3. Ensefalitis & Meningitis. Dapat disebabkan oleh bakteri spesifik maupun oleh virus. Kelainan dalam pemeriksaan cairan lumbal akan membantu diagnosis
4. Dengue Hemoragik Fever/ DSS. Pola panas yang berbentuk pelana disertai syok dan tanda tanda perdarahan yang khas akan membantu diagnosis walaupun trombositopenia dapat juga terjadi pada malaria palsifarum namun jarang sekali memberikan gejala perdarahan.
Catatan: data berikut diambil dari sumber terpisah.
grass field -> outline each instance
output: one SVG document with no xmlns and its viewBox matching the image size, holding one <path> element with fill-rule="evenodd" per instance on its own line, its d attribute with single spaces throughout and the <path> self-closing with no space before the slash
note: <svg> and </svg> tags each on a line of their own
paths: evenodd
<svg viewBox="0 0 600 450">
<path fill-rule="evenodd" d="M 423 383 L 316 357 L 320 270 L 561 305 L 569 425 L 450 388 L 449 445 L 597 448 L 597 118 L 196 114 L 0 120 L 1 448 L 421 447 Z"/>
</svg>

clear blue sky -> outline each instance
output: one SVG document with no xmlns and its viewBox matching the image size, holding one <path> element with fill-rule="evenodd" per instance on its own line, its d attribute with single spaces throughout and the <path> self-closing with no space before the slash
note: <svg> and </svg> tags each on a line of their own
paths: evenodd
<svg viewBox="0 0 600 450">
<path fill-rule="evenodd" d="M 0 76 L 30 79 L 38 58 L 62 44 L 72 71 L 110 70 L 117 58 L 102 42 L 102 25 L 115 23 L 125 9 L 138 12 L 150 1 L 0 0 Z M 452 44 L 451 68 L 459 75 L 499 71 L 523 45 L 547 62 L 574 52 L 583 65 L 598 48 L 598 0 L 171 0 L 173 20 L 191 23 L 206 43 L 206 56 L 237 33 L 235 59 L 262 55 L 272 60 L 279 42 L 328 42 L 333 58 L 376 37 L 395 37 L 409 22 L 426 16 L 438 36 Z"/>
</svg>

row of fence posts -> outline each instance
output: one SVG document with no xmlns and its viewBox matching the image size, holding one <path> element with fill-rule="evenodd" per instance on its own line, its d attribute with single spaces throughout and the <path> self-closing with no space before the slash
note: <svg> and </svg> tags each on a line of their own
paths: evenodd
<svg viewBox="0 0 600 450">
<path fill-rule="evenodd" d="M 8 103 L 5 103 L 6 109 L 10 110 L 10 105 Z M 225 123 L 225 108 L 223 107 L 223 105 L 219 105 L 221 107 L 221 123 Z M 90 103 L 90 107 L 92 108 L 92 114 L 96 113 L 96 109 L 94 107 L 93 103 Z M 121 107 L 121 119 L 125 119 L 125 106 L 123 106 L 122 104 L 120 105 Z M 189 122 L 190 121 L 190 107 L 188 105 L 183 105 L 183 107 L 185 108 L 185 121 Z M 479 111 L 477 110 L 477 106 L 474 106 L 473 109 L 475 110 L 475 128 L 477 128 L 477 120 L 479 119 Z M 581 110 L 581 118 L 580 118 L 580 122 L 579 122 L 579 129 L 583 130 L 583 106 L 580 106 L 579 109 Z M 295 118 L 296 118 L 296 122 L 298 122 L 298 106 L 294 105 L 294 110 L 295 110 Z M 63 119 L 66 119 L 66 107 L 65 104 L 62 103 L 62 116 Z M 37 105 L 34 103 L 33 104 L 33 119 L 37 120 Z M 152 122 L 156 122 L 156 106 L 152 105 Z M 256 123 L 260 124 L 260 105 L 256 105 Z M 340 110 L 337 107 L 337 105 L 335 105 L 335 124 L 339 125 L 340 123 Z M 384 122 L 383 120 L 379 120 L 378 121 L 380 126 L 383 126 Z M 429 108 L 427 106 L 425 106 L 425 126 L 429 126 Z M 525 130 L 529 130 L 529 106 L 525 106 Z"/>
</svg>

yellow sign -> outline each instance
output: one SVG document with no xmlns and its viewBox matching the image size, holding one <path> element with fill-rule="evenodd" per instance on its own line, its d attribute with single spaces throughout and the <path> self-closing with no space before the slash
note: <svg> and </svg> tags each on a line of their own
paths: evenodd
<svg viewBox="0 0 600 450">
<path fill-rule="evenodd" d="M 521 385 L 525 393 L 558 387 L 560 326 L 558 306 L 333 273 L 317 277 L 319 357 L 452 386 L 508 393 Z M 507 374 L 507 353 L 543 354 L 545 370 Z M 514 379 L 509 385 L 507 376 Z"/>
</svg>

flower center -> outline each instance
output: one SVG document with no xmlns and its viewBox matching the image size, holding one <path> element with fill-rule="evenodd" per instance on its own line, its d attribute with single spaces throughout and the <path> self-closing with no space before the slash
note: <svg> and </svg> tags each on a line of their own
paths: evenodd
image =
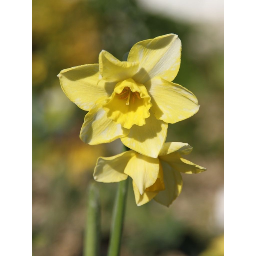
<svg viewBox="0 0 256 256">
<path fill-rule="evenodd" d="M 121 99 L 127 99 L 127 100 L 125 102 L 125 104 L 126 105 L 129 105 L 130 104 L 130 99 L 131 94 L 132 95 L 132 102 L 133 103 L 134 103 L 136 98 L 139 100 L 141 99 L 139 92 L 132 92 L 130 88 L 128 86 L 125 86 L 120 93 L 116 93 L 115 94 L 116 95 L 119 96 L 121 96 L 121 97 L 120 97 L 119 98 Z"/>
<path fill-rule="evenodd" d="M 141 126 L 146 123 L 146 119 L 150 115 L 151 100 L 143 84 L 129 78 L 116 84 L 102 107 L 108 118 L 124 128 L 130 129 L 134 124 Z"/>
</svg>

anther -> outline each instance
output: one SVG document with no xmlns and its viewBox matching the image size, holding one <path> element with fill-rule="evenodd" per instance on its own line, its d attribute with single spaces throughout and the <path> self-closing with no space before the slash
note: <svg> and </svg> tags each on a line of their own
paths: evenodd
<svg viewBox="0 0 256 256">
<path fill-rule="evenodd" d="M 128 98 L 127 98 L 127 100 L 126 101 L 126 102 L 125 102 L 125 104 L 126 105 L 129 105 L 130 104 L 130 102 L 129 101 L 130 101 L 130 97 L 131 97 L 131 90 L 129 90 L 129 94 L 128 94 Z"/>
</svg>

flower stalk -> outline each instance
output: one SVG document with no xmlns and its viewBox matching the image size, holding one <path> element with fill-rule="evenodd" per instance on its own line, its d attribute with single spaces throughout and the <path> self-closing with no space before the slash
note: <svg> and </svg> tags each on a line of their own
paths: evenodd
<svg viewBox="0 0 256 256">
<path fill-rule="evenodd" d="M 100 208 L 99 189 L 95 182 L 91 183 L 89 186 L 87 208 L 83 255 L 98 256 L 100 242 Z"/>
<path fill-rule="evenodd" d="M 119 255 L 128 184 L 128 178 L 118 183 L 112 217 L 108 256 Z"/>
</svg>

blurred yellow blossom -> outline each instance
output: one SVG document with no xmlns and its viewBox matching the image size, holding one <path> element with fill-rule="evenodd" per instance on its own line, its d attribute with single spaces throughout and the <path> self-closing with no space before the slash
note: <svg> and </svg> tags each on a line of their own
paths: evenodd
<svg viewBox="0 0 256 256">
<path fill-rule="evenodd" d="M 215 237 L 200 256 L 224 256 L 224 234 Z"/>
<path fill-rule="evenodd" d="M 142 205 L 154 199 L 169 206 L 182 187 L 180 173 L 198 173 L 206 169 L 183 158 L 193 148 L 186 143 L 165 143 L 158 158 L 130 150 L 110 157 L 99 157 L 93 177 L 97 181 L 116 182 L 128 176 L 133 179 L 136 204 Z"/>
<path fill-rule="evenodd" d="M 89 111 L 82 140 L 94 145 L 120 138 L 128 147 L 157 158 L 168 123 L 190 117 L 199 108 L 192 92 L 172 82 L 179 68 L 181 50 L 178 36 L 170 34 L 135 44 L 127 61 L 103 50 L 98 64 L 61 71 L 58 76 L 63 91 Z"/>
</svg>

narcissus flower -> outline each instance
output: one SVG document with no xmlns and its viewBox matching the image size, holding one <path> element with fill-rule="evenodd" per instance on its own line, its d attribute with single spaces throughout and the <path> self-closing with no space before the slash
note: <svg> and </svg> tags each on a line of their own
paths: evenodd
<svg viewBox="0 0 256 256">
<path fill-rule="evenodd" d="M 178 36 L 170 34 L 135 44 L 127 61 L 102 50 L 99 64 L 61 71 L 63 91 L 89 111 L 82 140 L 94 145 L 121 138 L 128 147 L 157 157 L 168 123 L 190 117 L 199 108 L 192 92 L 172 82 L 179 68 L 181 50 Z"/>
<path fill-rule="evenodd" d="M 180 173 L 199 173 L 206 169 L 183 158 L 192 148 L 186 143 L 165 143 L 157 158 L 130 150 L 110 157 L 99 157 L 93 177 L 97 181 L 116 182 L 133 179 L 136 203 L 142 205 L 154 198 L 169 206 L 182 187 Z"/>
</svg>

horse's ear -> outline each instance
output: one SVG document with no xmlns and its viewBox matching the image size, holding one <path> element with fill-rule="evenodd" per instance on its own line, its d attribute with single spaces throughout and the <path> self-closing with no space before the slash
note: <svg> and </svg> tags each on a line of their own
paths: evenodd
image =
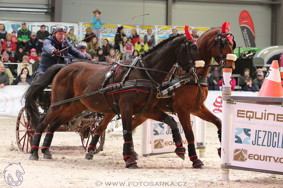
<svg viewBox="0 0 283 188">
<path fill-rule="evenodd" d="M 230 22 L 227 23 L 227 24 L 226 25 L 226 27 L 228 28 L 229 31 L 230 31 Z"/>
<path fill-rule="evenodd" d="M 226 22 L 225 21 L 222 24 L 222 28 L 221 29 L 221 33 L 225 33 L 226 32 Z"/>
</svg>

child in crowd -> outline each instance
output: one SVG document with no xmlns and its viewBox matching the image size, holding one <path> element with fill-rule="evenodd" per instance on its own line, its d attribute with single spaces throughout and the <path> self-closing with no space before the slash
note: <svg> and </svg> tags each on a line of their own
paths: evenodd
<svg viewBox="0 0 283 188">
<path fill-rule="evenodd" d="M 32 48 L 30 49 L 30 55 L 29 56 L 29 62 L 33 63 L 36 60 L 38 59 L 38 57 L 37 56 L 37 54 L 36 53 L 36 49 L 35 48 Z M 32 60 L 31 61 L 30 60 L 32 59 Z"/>
<path fill-rule="evenodd" d="M 24 46 L 20 45 L 19 46 L 18 51 L 15 55 L 15 63 L 21 63 L 23 61 L 23 57 L 26 55 L 27 53 L 24 51 Z"/>
<path fill-rule="evenodd" d="M 21 81 L 17 84 L 18 85 L 29 85 L 27 82 L 26 81 L 27 79 L 27 75 L 24 74 L 21 75 Z"/>
<path fill-rule="evenodd" d="M 123 54 L 123 58 L 124 60 L 128 59 L 130 56 L 133 55 L 134 52 L 134 45 L 132 44 L 132 41 L 130 39 L 127 40 L 127 43 L 124 47 L 124 51 L 126 52 Z"/>
<path fill-rule="evenodd" d="M 16 36 L 16 31 L 14 31 L 12 32 L 12 41 L 15 43 L 18 42 L 18 38 Z"/>
<path fill-rule="evenodd" d="M 112 48 L 110 49 L 110 54 L 106 56 L 106 62 L 113 62 L 114 59 L 117 59 L 118 56 L 115 54 L 115 50 Z"/>
</svg>

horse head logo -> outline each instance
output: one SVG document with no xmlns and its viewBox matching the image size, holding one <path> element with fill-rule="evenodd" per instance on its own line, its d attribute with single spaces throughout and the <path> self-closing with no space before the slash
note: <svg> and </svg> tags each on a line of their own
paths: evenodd
<svg viewBox="0 0 283 188">
<path fill-rule="evenodd" d="M 10 163 L 4 170 L 5 181 L 11 186 L 19 186 L 23 182 L 23 174 L 24 171 L 21 163 Z"/>
<path fill-rule="evenodd" d="M 154 140 L 154 149 L 161 149 L 164 147 L 164 139 L 159 138 Z"/>
<path fill-rule="evenodd" d="M 244 162 L 248 159 L 248 150 L 241 149 L 235 149 L 234 150 L 233 160 Z"/>
<path fill-rule="evenodd" d="M 8 100 L 5 97 L 0 97 L 0 112 L 5 112 L 7 108 Z"/>
</svg>

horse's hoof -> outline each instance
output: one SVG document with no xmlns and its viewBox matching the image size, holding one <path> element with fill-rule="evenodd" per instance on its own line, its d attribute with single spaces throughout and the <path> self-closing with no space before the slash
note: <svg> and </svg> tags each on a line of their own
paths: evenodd
<svg viewBox="0 0 283 188">
<path fill-rule="evenodd" d="M 185 160 L 185 154 L 184 153 L 176 153 L 176 155 L 183 160 Z"/>
<path fill-rule="evenodd" d="M 130 169 L 136 169 L 138 168 L 140 168 L 140 167 L 136 165 L 136 164 L 133 164 L 129 165 L 127 167 L 126 167 L 126 168 L 128 168 Z"/>
<path fill-rule="evenodd" d="M 53 159 L 53 158 L 52 157 L 52 155 L 45 154 L 43 155 L 43 159 L 50 159 L 51 160 Z"/>
<path fill-rule="evenodd" d="M 33 155 L 31 155 L 29 157 L 30 161 L 38 161 L 39 157 L 37 156 L 34 156 Z"/>
<path fill-rule="evenodd" d="M 217 152 L 218 152 L 218 155 L 219 156 L 219 157 L 221 158 L 221 147 L 220 147 L 219 148 L 217 149 Z"/>
<path fill-rule="evenodd" d="M 85 159 L 86 159 L 88 160 L 92 160 L 92 159 L 93 158 L 93 154 L 92 155 L 90 155 L 88 153 L 86 154 L 86 155 L 85 155 Z"/>
<path fill-rule="evenodd" d="M 195 166 L 194 167 L 194 168 L 198 168 L 200 169 L 203 169 L 205 168 L 205 167 L 204 167 L 204 165 L 203 164 L 199 164 Z"/>
</svg>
Hematokrit akan membantu diagnosis.
5. Abses hati amubik. Hepatomegali yang sangat nyeri dan jarang sekali disertai ikterus dan kenaikan enzim SGOT dan SGPT akan membantu diagnosis. Fosfatase alkalis dan gamma GT kadang-kadang akan meningkat. USG akan membantu deteksi abses hati dengan tepat.

PENATALAKSANAAN

A. Tindakan Umum
Sebelum diagnosa dapat dipastikan melalui pemeriksaan darah malaria, beberapa tindakan perlu dilakukan pada penderita dengan dugaan malaria berat berupa tindakan perawatan di ICU yaitu:
1. Pertahankan fungsi vital: sirkulasi, kebutuhan oksigen, cairan dan nutrisi
2. Hindarkan trauma: dekubitus, jatuh dari tempat tidur
3. Hati-hati komplikasi: kateterisasi, defekasi, edema paru karena over hidrasi
4. Monitoring; temperatur, nadi, tensi, dan respirasi tiap ½ jam. Perhatikan timbulnya ikterus
dan perdarahan.
5. Monitoring: ukuran dan reaksi pupil, kejang dan tonus otot.
6. Baringkan /posisi tidur sesuai dengan kebutuhan
7. Pertahankan sirkulasi: bila hipotensi lakukan posisi trendelenburg, perhatikan warna dan
temperatur kulit
8. Cegah hiperpireksi
9. Pemberian cairan: oral, sonde, infus, maksimal 1500 ml bila tidak ada dehidrasi
10. Diet: porsi kecil dan sering, cukup kalori, karbihidrat dan garam
11. Perhatiksn kebersihan mulut
12. Perhatikan diuresis dan defekasi, aseptic kateterisasi
13. Kebersihan kulit: mandikan tiap hari dan keringkan
14. Perawatan mata: hindarkan trauma, tutup dengan kain/ gaas lembab
15. Perawatan anak: hati-hati aspirasi, hisap lendir sesering mungkin, letakkan posisi kepala
sedikit rendah, posisi dirubah cukup sering dan pemberian cairan dan obat harus hati-hati.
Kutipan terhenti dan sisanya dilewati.